With around 6,000 tweets every second, it’s tough to gain cut-through. Just chucking out some content and hoping for the best will only take you so far, so in addition to having the right hook, you need to have the right channel, posting and even influencer strategy if you want to hit a collective nerve and see your content fly.
A timely, relevant post from Arby’s about Pharrell’s hat during the Grammys is fun. But when it’s posted on Twitter, where @Pharrell is prolific, using his handle at a time when we know he’s actively tweeting (through active listening), this leads to a retweet, driving distribution, engagement and eventually becomes trending.
This is when you see real ROI for your social effort.

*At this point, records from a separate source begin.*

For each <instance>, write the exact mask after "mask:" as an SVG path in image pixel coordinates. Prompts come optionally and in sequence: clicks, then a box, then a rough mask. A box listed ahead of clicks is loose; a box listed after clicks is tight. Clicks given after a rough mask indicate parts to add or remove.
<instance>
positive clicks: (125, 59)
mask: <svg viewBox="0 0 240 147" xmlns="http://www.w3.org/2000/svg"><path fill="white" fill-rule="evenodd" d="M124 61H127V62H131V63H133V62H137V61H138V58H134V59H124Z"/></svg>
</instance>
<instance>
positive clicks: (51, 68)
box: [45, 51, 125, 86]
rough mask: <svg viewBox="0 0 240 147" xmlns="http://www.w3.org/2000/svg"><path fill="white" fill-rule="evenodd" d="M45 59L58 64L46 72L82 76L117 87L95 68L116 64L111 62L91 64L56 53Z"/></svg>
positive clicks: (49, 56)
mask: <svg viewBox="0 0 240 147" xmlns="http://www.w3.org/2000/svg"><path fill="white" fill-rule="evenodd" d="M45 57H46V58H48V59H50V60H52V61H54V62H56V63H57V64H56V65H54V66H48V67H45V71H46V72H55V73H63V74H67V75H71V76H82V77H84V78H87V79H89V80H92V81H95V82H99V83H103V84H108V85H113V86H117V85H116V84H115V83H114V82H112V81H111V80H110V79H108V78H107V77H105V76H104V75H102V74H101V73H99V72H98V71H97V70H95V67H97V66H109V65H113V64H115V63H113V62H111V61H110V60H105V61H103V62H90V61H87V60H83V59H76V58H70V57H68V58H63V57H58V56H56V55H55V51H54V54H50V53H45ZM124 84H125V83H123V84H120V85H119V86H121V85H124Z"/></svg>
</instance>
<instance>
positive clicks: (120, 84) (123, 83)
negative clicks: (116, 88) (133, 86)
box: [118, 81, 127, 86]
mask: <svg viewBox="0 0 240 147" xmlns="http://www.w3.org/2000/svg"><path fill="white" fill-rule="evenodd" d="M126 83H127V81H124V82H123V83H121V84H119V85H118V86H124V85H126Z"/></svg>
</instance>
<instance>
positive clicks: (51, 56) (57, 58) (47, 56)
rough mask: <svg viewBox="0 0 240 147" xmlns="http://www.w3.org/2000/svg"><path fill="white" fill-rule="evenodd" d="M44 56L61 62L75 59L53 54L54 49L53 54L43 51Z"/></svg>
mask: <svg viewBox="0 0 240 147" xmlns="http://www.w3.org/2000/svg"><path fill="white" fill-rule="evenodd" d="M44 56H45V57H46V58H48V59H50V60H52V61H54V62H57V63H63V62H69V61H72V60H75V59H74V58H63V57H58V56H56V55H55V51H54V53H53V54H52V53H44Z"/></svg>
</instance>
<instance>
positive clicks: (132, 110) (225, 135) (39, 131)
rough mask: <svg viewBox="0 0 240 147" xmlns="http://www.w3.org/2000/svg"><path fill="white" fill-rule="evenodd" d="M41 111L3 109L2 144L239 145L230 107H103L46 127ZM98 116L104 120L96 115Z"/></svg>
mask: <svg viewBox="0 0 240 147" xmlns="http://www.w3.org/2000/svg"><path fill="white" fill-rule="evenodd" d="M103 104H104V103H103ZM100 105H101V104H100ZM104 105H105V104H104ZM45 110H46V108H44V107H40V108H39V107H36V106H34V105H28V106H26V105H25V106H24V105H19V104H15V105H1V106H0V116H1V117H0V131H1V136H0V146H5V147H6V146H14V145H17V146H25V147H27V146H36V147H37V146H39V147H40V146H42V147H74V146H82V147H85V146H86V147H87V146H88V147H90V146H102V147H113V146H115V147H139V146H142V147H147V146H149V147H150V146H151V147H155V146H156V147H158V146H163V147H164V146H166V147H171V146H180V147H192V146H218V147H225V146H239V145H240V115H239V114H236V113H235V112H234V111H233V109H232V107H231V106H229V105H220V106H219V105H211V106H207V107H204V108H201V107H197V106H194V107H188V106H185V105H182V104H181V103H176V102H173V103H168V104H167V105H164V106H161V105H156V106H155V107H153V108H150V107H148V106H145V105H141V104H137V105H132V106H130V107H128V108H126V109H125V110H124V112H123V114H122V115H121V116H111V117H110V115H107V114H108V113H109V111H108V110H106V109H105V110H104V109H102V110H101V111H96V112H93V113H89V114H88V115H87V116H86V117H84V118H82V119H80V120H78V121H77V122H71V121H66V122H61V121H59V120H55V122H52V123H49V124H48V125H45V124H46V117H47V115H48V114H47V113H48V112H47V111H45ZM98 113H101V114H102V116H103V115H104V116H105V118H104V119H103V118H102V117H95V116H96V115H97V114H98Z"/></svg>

Today’s “on fleek” is tomorrow’s #justsayin (correct at time of writing, insert current post-millennial buzzword as appropriate). So a brand team (and, if required, legal team) need to have the confidence, and structure, to sign this social content off in real-time.
Clear guidelines, frameworks and any compliance rules need to be agreed upfront. Well thought-through plans and a set morning call or ‘scrum’ to sift through the ideas can serve to free up the creative process, empowering your content creators to deliver award-winning agility.
A back-up plan
Where the news goes, nobody knows, and the internet is littered with awful examples of forced reactive social posts offering zero value to the audience, clearly irrelevant to the brand’s objectives or erroneously based on last year’s audience behaviour data. So, it’s crucial that a newsroom set-up plans for slow news days.
A steady stream of everyday content should ideally still form part of your branded content offering.
Planned agility, the process whereby your content creators schedule some ‘we know it’s going to happen we just don’t know when’ content, is another way to bulk out your monthly content calendar with some of the topics you’re looking to capitalise on, such as the birth of a royal or the Pluto fly-by.
The right tools and tech
Platforms are increasingly developing components that are of obvious value to the nimble newsroom approach for brands.
Any number of active listening tools can help you keep your finger on the pulse, while Twitter has unveiled a new set of tools designed to enable brands to better prepare for real-time campaigns.
Video too is becoming far easier to implement in real-time.
The merits of Periscope over Meerkat (and vice versa) will continue to be debated, but the game of one-upmanship in terms of adding new functionality (for example, you can now live-stream from a Go Pro via Meerkat) can only be of help to brands looking at taking a newsroom approach to event marketing
Today’s newsrooms can truly be nimble, and with a little bravery, every brand can reap the rewards.